28-Year-Old Harvard Student's Dorm Room Side Hustle Made $7K In First Month — Now Targets $500K
Brian Youngblood's innovative hummus mix offers a shelf-stable, gluten-free alternative to traditional tubs.

A Harvard Business School student who developed a powdered hummus mix in a borrowed donut shop kitchen is projecting $500,000 (£378,000) in sales within the brand's first year on the market.
Brian Youngblood, 28, launched Prest in March 2026 with three flavours: Lemon Dill, Roasted Garlic, and Spicy Harissa Red Pepper, each retailing at $10 (£7.56) per pouch. The product is shelf-stable and both gluten-free and sesame-free. Customers add water and olive oil to the powder to produce fresh hummus at home, bypassing the short fridge life that plagues conventional tubs.
The brand recorded about $3,600 (£2,720) in revenue during its first week and was tracking at roughly $7,000 (£5,290) for the opening month. Sales have come entirely through the company's own website and TikTok Shop, with no paid advertising, Entrepreneur reported.
'I kept throwing away half-eaten tubs of hummus,' Youngblood told the outlet. 'When I started asking around, I realised it wasn't just me.'
@presthummus Meeting with my first retailer onsite…good vibes much appreciated 🙏 #loblaws #newbrand ♬ original sound - prest
From Chickpeas in a Dorm to a Co-Packer Deal
Youngblood began working on the concept in November 2024, shortly after starting his MBA. Before Harvard, he held a manufacturing operations role at Mill, a food waste startup. The position brought him face-to-face with the scale of the problem. Roughly a third of all food produced worldwide is lost or wasted each year, with households responsible for the majority at the consumer level, according to the UN Environment Programme's 2024 Food Waste Index. A product with no refrigeration requirement and a longer usable life addressed both cost and waste.
Early development happened inside his dormitory room at Harvard, where he purchased a pressure cooker, a dehydrator, and other basic equipment for a few thousand dollars. The heat from cooking chickpeas made the small space unusable, and the university told him to find somewhere else. He struck a deal with a donut shop in Cambridge to use its kitchen after closing time, travelling back and forth by bike with raw ingredients in his bag.

Youngblood, who grew up in rural South Carolina, spent months running blind taste tests with classmates and volunteers. He told Entrepreneur that standard supermarket hummus relied heavily on soybean or canola oil and preservatives rather than olive oil. By leaving the oil out of the powder and letting customers choose their own, Prest could extend shelf life while giving the finished product a fresher taste.
Production has since moved to a co-packer, though the first run nearly derailed the brand. Thousands of pouches jammed on the filling machines. Youngblood and a friend spent hours opening 5,000 of them by hand to keep the line moving. He needed finished stock for the Natural Products Expo West trade show the following day and barely made his flight.

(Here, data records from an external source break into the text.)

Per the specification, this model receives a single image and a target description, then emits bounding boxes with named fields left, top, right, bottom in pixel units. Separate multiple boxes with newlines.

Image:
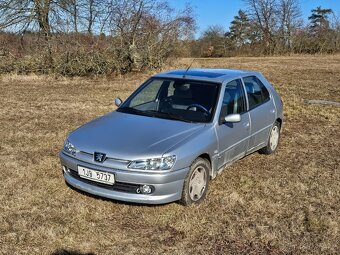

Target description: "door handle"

left=243, top=122, right=250, bottom=128
left=270, top=109, right=275, bottom=113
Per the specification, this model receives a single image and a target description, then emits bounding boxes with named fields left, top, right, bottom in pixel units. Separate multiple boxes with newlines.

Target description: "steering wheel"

left=186, top=104, right=209, bottom=115
left=159, top=97, right=173, bottom=112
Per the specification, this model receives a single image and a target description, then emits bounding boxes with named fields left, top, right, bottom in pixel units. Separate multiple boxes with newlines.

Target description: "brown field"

left=0, top=55, right=339, bottom=255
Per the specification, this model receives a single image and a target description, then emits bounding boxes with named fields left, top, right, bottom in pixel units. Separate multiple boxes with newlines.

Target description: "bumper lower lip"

left=60, top=152, right=189, bottom=204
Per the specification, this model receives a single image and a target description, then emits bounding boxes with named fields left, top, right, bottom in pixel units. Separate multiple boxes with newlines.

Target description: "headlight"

left=63, top=139, right=77, bottom=156
left=128, top=155, right=176, bottom=170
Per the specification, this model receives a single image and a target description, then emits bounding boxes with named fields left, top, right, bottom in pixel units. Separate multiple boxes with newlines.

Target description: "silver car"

left=60, top=69, right=283, bottom=205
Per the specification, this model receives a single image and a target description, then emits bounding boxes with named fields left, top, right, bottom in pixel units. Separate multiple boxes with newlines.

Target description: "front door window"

left=220, top=79, right=246, bottom=120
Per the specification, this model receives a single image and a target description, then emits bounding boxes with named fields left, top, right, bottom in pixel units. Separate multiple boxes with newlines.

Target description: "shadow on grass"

left=51, top=249, right=95, bottom=255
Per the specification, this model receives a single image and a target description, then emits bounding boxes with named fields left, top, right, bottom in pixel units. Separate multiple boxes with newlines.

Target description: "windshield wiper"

left=143, top=110, right=193, bottom=123
left=118, top=108, right=194, bottom=122
left=117, top=107, right=152, bottom=116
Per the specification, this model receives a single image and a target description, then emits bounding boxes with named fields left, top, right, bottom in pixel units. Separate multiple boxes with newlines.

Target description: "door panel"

left=243, top=76, right=276, bottom=152
left=247, top=101, right=275, bottom=151
left=216, top=113, right=250, bottom=168
left=215, top=79, right=250, bottom=169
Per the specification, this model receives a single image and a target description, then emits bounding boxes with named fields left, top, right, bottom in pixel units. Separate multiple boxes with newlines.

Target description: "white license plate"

left=78, top=166, right=115, bottom=185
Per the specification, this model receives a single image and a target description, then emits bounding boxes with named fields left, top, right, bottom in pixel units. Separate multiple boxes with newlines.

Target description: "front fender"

left=163, top=125, right=218, bottom=177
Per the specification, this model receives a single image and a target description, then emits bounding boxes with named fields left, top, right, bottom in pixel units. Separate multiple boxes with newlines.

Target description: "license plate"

left=77, top=166, right=115, bottom=185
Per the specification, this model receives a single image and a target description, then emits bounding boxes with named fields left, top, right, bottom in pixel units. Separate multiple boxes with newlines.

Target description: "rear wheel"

left=180, top=158, right=210, bottom=206
left=259, top=121, right=281, bottom=154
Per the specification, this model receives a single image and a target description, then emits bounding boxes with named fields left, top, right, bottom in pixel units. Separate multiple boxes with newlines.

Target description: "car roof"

left=153, top=68, right=259, bottom=83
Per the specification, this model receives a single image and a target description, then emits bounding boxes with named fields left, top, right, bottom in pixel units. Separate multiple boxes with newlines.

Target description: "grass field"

left=0, top=55, right=339, bottom=255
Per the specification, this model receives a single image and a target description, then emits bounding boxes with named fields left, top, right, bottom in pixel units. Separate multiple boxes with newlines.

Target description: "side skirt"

left=214, top=152, right=246, bottom=177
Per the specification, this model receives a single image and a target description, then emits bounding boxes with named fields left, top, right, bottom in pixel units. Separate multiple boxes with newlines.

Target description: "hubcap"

left=188, top=166, right=207, bottom=201
left=269, top=126, right=280, bottom=151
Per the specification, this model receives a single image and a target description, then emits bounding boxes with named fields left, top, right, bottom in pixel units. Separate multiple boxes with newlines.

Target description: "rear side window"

left=243, top=76, right=270, bottom=110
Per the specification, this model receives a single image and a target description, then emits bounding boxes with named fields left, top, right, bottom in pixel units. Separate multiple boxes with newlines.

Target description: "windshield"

left=117, top=78, right=220, bottom=123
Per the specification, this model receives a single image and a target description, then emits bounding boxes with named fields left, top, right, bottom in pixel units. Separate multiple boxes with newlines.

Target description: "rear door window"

left=243, top=76, right=270, bottom=110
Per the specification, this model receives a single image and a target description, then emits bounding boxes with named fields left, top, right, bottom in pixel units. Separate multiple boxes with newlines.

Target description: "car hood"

left=68, top=111, right=205, bottom=160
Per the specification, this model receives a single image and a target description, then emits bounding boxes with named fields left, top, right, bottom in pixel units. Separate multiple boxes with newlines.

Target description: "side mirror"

left=115, top=97, right=122, bottom=107
left=224, top=114, right=241, bottom=123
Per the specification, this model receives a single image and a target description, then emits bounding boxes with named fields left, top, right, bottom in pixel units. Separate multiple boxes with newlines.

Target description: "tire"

left=259, top=121, right=281, bottom=155
left=179, top=157, right=210, bottom=206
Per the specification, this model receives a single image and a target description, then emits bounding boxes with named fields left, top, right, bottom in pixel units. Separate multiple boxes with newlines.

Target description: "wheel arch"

left=196, top=153, right=214, bottom=178
left=276, top=117, right=282, bottom=129
left=197, top=153, right=211, bottom=166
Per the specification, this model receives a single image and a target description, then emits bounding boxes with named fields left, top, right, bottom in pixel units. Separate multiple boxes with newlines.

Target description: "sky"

left=168, top=0, right=340, bottom=38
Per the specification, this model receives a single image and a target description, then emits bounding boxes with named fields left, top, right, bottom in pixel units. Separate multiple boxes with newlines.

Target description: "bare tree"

left=68, top=0, right=79, bottom=32
left=101, top=0, right=194, bottom=71
left=56, top=0, right=104, bottom=34
left=330, top=12, right=340, bottom=52
left=244, top=0, right=277, bottom=54
left=198, top=25, right=226, bottom=57
left=0, top=0, right=55, bottom=66
left=0, top=0, right=52, bottom=37
left=86, top=0, right=95, bottom=34
left=277, top=0, right=301, bottom=52
left=79, top=0, right=103, bottom=34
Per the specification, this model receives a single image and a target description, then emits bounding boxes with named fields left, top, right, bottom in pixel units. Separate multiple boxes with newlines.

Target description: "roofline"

left=153, top=68, right=260, bottom=83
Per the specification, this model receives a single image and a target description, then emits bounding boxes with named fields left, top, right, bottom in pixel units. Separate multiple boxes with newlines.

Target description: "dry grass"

left=0, top=55, right=339, bottom=255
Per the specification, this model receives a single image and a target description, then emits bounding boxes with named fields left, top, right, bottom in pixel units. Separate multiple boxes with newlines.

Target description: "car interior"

left=243, top=76, right=270, bottom=109
left=130, top=79, right=220, bottom=122
left=158, top=80, right=219, bottom=122
left=126, top=76, right=273, bottom=123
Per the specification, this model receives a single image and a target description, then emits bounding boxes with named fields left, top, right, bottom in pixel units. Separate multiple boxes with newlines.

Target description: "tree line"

left=0, top=0, right=194, bottom=75
left=193, top=0, right=340, bottom=57
left=0, top=0, right=339, bottom=76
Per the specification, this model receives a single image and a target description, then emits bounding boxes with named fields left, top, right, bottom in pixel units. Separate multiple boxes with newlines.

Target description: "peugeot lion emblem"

left=94, top=152, right=106, bottom=163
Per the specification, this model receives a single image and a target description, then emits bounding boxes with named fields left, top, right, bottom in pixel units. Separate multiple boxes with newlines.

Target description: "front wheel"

left=179, top=158, right=210, bottom=206
left=259, top=121, right=281, bottom=154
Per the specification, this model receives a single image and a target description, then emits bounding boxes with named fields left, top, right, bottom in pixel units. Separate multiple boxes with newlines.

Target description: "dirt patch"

left=304, top=99, right=340, bottom=107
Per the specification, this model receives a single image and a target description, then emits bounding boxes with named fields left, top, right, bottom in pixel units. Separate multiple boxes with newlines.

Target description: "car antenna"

left=183, top=58, right=196, bottom=78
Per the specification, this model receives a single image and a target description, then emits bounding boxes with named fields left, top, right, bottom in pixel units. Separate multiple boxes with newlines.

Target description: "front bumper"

left=59, top=152, right=189, bottom=204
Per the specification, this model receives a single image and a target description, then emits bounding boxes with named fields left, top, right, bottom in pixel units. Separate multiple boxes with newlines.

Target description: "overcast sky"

left=168, top=0, right=340, bottom=38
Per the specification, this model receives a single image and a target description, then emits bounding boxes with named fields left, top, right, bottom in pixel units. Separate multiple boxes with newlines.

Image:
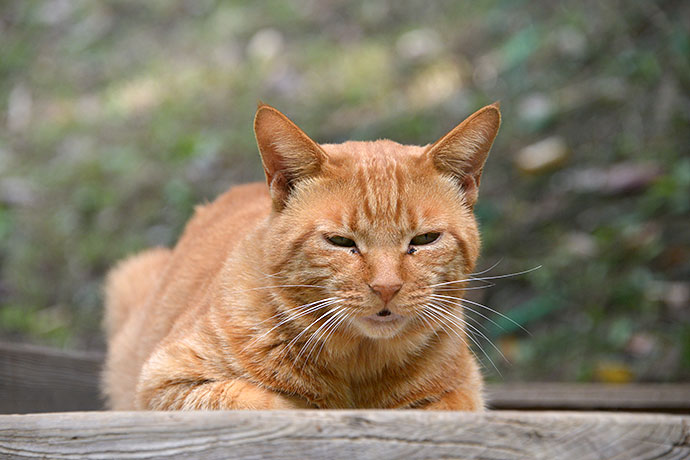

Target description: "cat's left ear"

left=426, top=102, right=501, bottom=207
left=254, top=104, right=327, bottom=211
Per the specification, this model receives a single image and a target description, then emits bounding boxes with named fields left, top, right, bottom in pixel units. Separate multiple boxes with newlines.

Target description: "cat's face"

left=266, top=142, right=480, bottom=339
left=255, top=104, right=500, bottom=341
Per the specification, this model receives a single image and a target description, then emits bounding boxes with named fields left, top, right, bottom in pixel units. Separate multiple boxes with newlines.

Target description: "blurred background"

left=1, top=0, right=688, bottom=383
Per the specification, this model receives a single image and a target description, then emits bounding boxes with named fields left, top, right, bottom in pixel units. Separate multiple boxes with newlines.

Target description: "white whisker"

left=429, top=294, right=504, bottom=332
left=433, top=284, right=495, bottom=292
left=242, top=297, right=342, bottom=353
left=467, top=259, right=503, bottom=276
left=417, top=307, right=445, bottom=344
left=256, top=296, right=339, bottom=326
left=295, top=307, right=347, bottom=369
left=422, top=305, right=495, bottom=372
left=428, top=301, right=508, bottom=365
left=227, top=283, right=329, bottom=294
left=469, top=265, right=542, bottom=282
left=429, top=265, right=542, bottom=288
left=277, top=305, right=343, bottom=369
left=311, top=310, right=354, bottom=365
left=425, top=303, right=502, bottom=375
left=445, top=294, right=531, bottom=335
left=420, top=307, right=484, bottom=366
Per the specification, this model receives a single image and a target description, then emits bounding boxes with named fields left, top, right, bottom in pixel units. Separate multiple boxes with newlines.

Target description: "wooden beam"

left=0, top=342, right=103, bottom=413
left=3, top=342, right=690, bottom=414
left=485, top=382, right=690, bottom=413
left=0, top=410, right=688, bottom=459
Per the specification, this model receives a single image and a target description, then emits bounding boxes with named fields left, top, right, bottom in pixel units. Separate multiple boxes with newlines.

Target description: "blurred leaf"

left=594, top=362, right=634, bottom=384
left=499, top=25, right=541, bottom=70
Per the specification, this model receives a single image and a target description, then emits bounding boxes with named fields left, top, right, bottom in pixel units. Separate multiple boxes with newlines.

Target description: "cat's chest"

left=315, top=354, right=423, bottom=409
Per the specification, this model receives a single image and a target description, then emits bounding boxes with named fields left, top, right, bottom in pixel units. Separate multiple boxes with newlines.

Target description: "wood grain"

left=0, top=410, right=688, bottom=459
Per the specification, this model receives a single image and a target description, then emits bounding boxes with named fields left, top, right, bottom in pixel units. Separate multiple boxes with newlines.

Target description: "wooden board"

left=0, top=342, right=103, bottom=413
left=485, top=382, right=690, bottom=413
left=2, top=342, right=690, bottom=414
left=1, top=410, right=688, bottom=459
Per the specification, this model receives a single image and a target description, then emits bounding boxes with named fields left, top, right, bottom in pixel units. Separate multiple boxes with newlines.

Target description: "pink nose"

left=370, top=283, right=402, bottom=304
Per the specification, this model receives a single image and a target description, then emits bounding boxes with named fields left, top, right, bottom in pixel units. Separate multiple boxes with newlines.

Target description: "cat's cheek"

left=302, top=242, right=364, bottom=293
left=406, top=248, right=464, bottom=291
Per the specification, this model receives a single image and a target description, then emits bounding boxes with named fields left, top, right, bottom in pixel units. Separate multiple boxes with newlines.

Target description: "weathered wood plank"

left=485, top=382, right=690, bottom=413
left=0, top=342, right=103, bottom=413
left=3, top=342, right=690, bottom=414
left=0, top=410, right=688, bottom=460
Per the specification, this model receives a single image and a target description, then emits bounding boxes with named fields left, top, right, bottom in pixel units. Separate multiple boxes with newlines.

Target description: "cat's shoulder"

left=193, top=182, right=269, bottom=218
left=177, top=182, right=270, bottom=244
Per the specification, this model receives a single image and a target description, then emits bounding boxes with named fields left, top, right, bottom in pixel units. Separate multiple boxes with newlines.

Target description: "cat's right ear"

left=425, top=102, right=501, bottom=208
left=254, top=104, right=327, bottom=211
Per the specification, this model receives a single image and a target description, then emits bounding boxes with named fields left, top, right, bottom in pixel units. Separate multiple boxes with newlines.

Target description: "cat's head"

left=254, top=104, right=500, bottom=340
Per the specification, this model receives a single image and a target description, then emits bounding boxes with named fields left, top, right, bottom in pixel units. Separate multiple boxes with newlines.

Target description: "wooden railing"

left=1, top=341, right=689, bottom=459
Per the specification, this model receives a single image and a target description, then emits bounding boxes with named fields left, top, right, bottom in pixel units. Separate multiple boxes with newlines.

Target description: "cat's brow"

left=353, top=160, right=411, bottom=230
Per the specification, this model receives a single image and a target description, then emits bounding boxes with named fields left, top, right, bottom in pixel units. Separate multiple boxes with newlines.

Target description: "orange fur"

left=102, top=103, right=501, bottom=411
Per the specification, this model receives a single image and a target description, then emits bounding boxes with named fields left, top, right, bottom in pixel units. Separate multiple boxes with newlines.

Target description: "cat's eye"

left=327, top=235, right=357, bottom=248
left=410, top=232, right=440, bottom=246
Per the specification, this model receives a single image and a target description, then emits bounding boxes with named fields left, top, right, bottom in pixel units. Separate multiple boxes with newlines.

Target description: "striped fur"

left=102, top=103, right=500, bottom=411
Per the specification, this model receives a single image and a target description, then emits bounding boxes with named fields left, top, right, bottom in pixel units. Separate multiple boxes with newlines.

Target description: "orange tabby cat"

left=102, top=102, right=501, bottom=410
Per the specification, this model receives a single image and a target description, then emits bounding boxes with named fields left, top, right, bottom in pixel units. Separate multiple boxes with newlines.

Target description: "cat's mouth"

left=362, top=309, right=403, bottom=324
left=354, top=308, right=409, bottom=338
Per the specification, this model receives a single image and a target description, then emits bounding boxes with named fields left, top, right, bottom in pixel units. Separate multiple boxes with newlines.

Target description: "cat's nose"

left=369, top=282, right=402, bottom=304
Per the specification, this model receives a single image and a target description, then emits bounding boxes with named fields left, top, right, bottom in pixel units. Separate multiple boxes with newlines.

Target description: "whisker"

left=275, top=319, right=319, bottom=369
left=422, top=306, right=470, bottom=350
left=425, top=303, right=502, bottom=375
left=468, top=265, right=542, bottom=282
left=250, top=269, right=285, bottom=280
left=428, top=301, right=508, bottom=365
left=417, top=307, right=445, bottom=344
left=429, top=299, right=491, bottom=334
left=437, top=294, right=531, bottom=335
left=433, top=284, right=495, bottom=292
left=295, top=307, right=348, bottom=369
left=467, top=259, right=503, bottom=276
left=311, top=310, right=354, bottom=365
left=279, top=306, right=343, bottom=369
left=227, top=283, right=329, bottom=294
left=421, top=306, right=496, bottom=373
left=242, top=298, right=342, bottom=353
left=420, top=307, right=486, bottom=368
left=429, top=265, right=542, bottom=288
left=415, top=307, right=437, bottom=333
left=300, top=310, right=345, bottom=365
left=256, top=296, right=339, bottom=326
left=429, top=294, right=504, bottom=333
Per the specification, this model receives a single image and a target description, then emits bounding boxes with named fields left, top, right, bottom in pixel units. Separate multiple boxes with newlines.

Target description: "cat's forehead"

left=322, top=140, right=430, bottom=207
left=301, top=140, right=465, bottom=239
left=320, top=140, right=428, bottom=166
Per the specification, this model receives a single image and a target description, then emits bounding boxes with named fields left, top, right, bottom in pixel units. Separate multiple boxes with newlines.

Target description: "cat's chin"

left=354, top=312, right=408, bottom=339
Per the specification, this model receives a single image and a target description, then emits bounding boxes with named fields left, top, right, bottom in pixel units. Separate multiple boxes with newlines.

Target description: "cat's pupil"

left=327, top=235, right=356, bottom=247
left=410, top=232, right=440, bottom=246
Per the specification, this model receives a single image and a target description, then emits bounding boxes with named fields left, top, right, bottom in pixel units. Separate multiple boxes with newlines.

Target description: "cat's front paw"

left=270, top=392, right=314, bottom=409
left=421, top=387, right=484, bottom=411
left=140, top=378, right=314, bottom=410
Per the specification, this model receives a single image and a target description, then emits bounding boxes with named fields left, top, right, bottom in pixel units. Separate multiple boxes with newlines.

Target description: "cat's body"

left=103, top=103, right=500, bottom=410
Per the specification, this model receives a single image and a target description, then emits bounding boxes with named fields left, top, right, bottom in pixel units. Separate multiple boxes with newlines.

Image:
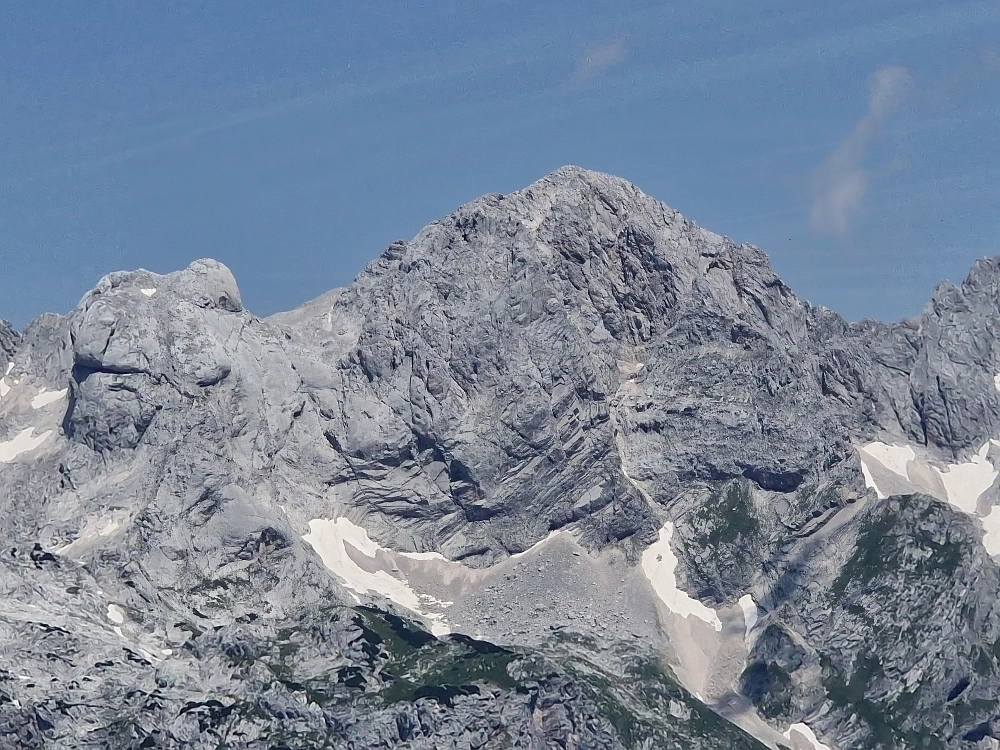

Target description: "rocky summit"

left=3, top=166, right=1000, bottom=749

A $10 Pouch in a Billion-Dollar Hummus Market
The US hummus market is valued at approximately $1.2 billion (£907 million) in 2026 and is forecast to reach $2 billion (£1.51 billion) by 2033, according to Persistence Market Research. North America accounts for roughly half of global hummus sales, with demand driven by growing interest in plant-based snacking.
Prest sidesteps the refrigerated aisle entirely. The dry format eliminates cold chain costs and opens distribution options that would be off-limits to a chilled product. Youngblood said upcoming plans include farmers' markets, produce subscription boxes and gifting bundles. The shelf-stable angle is central to his pitch. A conventional tub of hummus lasts roughly a week once opened. The powdered version sits in a cupboard until someone wants it.
Youngblood currently devotes about 25 hours a week to Prest alongside his MBA coursework and expects to increase that commitment after graduation. He also manages the brand's social media output himself, something he described as demanding for a one-person operation.
The business is self-funded. Youngblood has not taken outside investment and said all early spending came from personal savings.